- Supreme Court of the United States

Decided June 18, 2025
- Full case name: Nuclear Regulatory Commission v. Texas
- Docket no.: 23-1300
- Citations: 605 U.S. 665 (more)

Holding
- Only parties to the NRC's licensing proceedings are entitled to obtain judicial review of the Commission's licensing decisions.

Court membership
- Chief Justice John Roberts Associate Justices Clarence Thomas · Samuel Alito Sonia Sotomayor · Elena Kagan Neil Gorsuch · Brett Kavanaugh Amy Coney Barrett · Ketanji Brown Jackson

Case opinions
- Majority: Kavanaugh
- Dissent: Gorsuch, joined by Thomas, Alito

= NRC v. Texas =

Nuclear Regulatory Commission v. Texas, , was a United States Supreme Court case in which the court held that only parties to the Nuclear Regulatory Commission's licensing proceedings are entitled to obtain judicial review of the Commission's licensing decisions.

== Background ==
The Atomic Energy Act of 1954 generally prohibits the private possession of nuclear materials, including spent nuclear fuel, without a license. The Nuclear Regulatory Commission promulgated regulations in 1980 allowing licenses to be granted for private off-site storage of spent fuel. These regulations were left undisturbed by the Nuclear Waste Policy Act of 1982 and were upheld by the DC Circuit Court of Appeals in 2004.

In this case, Interim Storage Partners (ISP) applied for a license to build a facility in Texas to store spent nuclear fuel. During ISP’s licensing proceeding, a Texas government agency submitted comments, including comments on a draft environmental impact statement prepared by the Commission for the proposed facility. Fasken Land and Minerals, a private Texan business, similarly submitted comments, and it also sought to intervene in the licensing proceeding. The Commission denied Fasken's petition to intervene. Fasken unsuccessfully challenged that denial of intervention before the full Commission and the D.C. Circuit.

In September 2021, the Commission granted ISP a license to build and operate its proposed storage facility. Texas and Fasken sought review of the Commission’s licensing decision in the Fifth Circuit. The Fifth Circuit found that the agency's action was ultra vires and vacated ISP’s license, holding that licensing a private off-site facility to store spent fuel exceeded the Commission's statutory authority. This holding conflicted with the DC Circuit's 2004 decision Bullcreek v. NRC.

== Supreme Court ==

=== Kavanaugh's majority opinion ===

Justice Kavanaugh, upholding a general consensus that has become established in circuit court decisions since the 1970s, held that "parties" to a licensing procedure may raise statutory claims under the Hobbs Act. However, submitting comments or attempting to intervene in the licensing procedure are not enough to qualify as a "party" because the Atomic Energy Act has specific requirements: "In any proceeding under this chapter, for the granting...of any license...the Commission shall grant a hearing upon the request of any person whose interest may be affected by the proceeding, and shall admit any such person as a party to such proceeding." Justice Kavanaugh interprets this to mean that a person becomes a "party" after they are granted a hearing.

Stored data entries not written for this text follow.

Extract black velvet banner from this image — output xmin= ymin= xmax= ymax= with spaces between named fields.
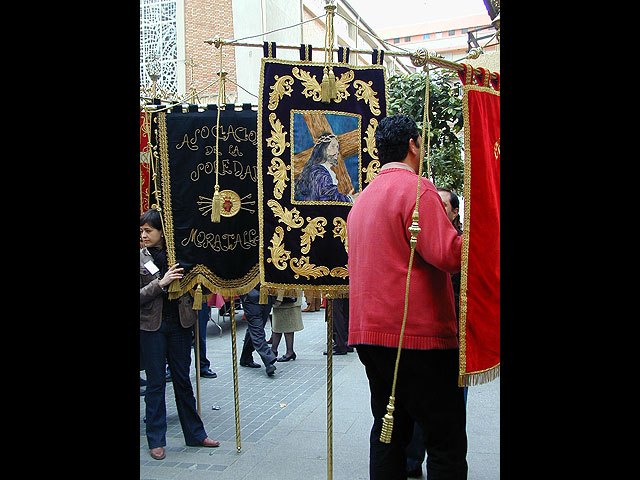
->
xmin=257 ymin=57 xmax=387 ymax=299
xmin=155 ymin=104 xmax=260 ymax=297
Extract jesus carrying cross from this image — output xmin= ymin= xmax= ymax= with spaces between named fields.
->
xmin=292 ymin=111 xmax=360 ymax=203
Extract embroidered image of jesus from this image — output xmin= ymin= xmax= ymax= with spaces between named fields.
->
xmin=291 ymin=111 xmax=361 ymax=204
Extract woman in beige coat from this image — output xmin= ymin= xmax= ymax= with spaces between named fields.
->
xmin=271 ymin=291 xmax=304 ymax=361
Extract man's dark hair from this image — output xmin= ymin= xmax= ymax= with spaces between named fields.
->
xmin=140 ymin=208 xmax=163 ymax=231
xmin=437 ymin=187 xmax=459 ymax=210
xmin=374 ymin=114 xmax=420 ymax=165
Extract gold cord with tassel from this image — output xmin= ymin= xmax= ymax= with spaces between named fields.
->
xmin=192 ymin=282 xmax=203 ymax=310
xmin=321 ymin=2 xmax=337 ymax=104
xmin=380 ymin=64 xmax=432 ymax=444
xmin=211 ymin=184 xmax=222 ymax=222
xmin=211 ymin=42 xmax=225 ymax=222
xmin=321 ymin=67 xmax=330 ymax=103
xmin=328 ymin=66 xmax=337 ymax=98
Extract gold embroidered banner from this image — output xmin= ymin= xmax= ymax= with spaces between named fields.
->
xmin=140 ymin=109 xmax=151 ymax=215
xmin=155 ymin=105 xmax=260 ymax=298
xmin=257 ymin=57 xmax=387 ymax=301
xmin=458 ymin=65 xmax=500 ymax=386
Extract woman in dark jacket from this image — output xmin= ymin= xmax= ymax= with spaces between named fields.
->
xmin=140 ymin=208 xmax=219 ymax=460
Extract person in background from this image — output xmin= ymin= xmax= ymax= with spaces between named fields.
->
xmin=239 ymin=286 xmax=278 ymax=376
xmin=140 ymin=208 xmax=220 ymax=461
xmin=271 ymin=291 xmax=304 ymax=362
xmin=323 ymin=298 xmax=352 ymax=356
xmin=405 ymin=187 xmax=467 ymax=478
xmin=302 ymin=292 xmax=322 ymax=312
xmin=195 ymin=300 xmax=217 ymax=378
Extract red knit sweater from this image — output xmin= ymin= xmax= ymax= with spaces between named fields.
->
xmin=347 ymin=168 xmax=463 ymax=350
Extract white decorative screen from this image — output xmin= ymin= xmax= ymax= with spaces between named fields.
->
xmin=140 ymin=0 xmax=178 ymax=97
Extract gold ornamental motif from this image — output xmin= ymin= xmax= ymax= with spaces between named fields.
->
xmin=265 ymin=113 xmax=290 ymax=156
xmin=290 ymin=256 xmax=330 ymax=279
xmin=268 ymin=74 xmax=294 ymax=110
xmin=266 ymin=157 xmax=290 ymax=200
xmin=267 ymin=226 xmax=291 ymax=270
xmin=267 ymin=199 xmax=305 ymax=231
xmin=198 ymin=189 xmax=255 ymax=220
xmin=363 ymin=117 xmax=378 ymax=160
xmin=354 ymin=79 xmax=381 ymax=116
xmin=362 ymin=160 xmax=380 ymax=184
xmin=300 ymin=216 xmax=328 ymax=254
xmin=291 ymin=67 xmax=322 ymax=102
xmin=330 ymin=266 xmax=348 ymax=279
xmin=332 ymin=217 xmax=348 ymax=252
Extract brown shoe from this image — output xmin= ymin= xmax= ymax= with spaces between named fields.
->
xmin=150 ymin=446 xmax=165 ymax=460
xmin=201 ymin=437 xmax=220 ymax=448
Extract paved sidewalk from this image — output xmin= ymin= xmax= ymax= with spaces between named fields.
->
xmin=140 ymin=306 xmax=500 ymax=479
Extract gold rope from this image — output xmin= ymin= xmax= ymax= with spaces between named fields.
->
xmin=211 ymin=44 xmax=225 ymax=222
xmin=380 ymin=64 xmax=431 ymax=444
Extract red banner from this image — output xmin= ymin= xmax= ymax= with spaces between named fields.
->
xmin=140 ymin=110 xmax=151 ymax=215
xmin=458 ymin=65 xmax=500 ymax=386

The Fifth Circuit agreed with Fasken's ultra vires claim. However, after the Administrative Procedure Act provided a general cause of action for challenging agency action, the Supreme Court held in Leedom v. Kyne and Boire v. Greyhound Corp. that an agency order may be reviewed ultra vires only if no statutory cause of action is available. The Court says ultra vires review is not "an easy end-run around the limitations of the Hobbs Act" and limits Leedom v. Kyne to situations where an agency acts contrary to a "specific prohibition" in a statute and there is no statutory provision for judicial review. Because the Hobbs Act provides for judicial review of the licensing proceeding, the Court rules, without deciding whether the agency exceeded its statutory authority, that Texas and Fasken's claims are not reviewable under § 2344 .

=== Gorsuch's dissent ===

The dissent argued that the Commission exceeded its statutory authority, and disagreed with the majority's ruling that Texas and Fasken were not "parties" unless admitted by the agency, comparing it to "letting the fox guard the henhouse". Justice Gorsuch said Texas and Fasken's extensive comments during the environmental review qualified them as "parties" under circuit court precedents. He said upholding the Commission's argument "forces us to reimagine a statute expanding public access to the agency's administrative proceedings into one restricting access".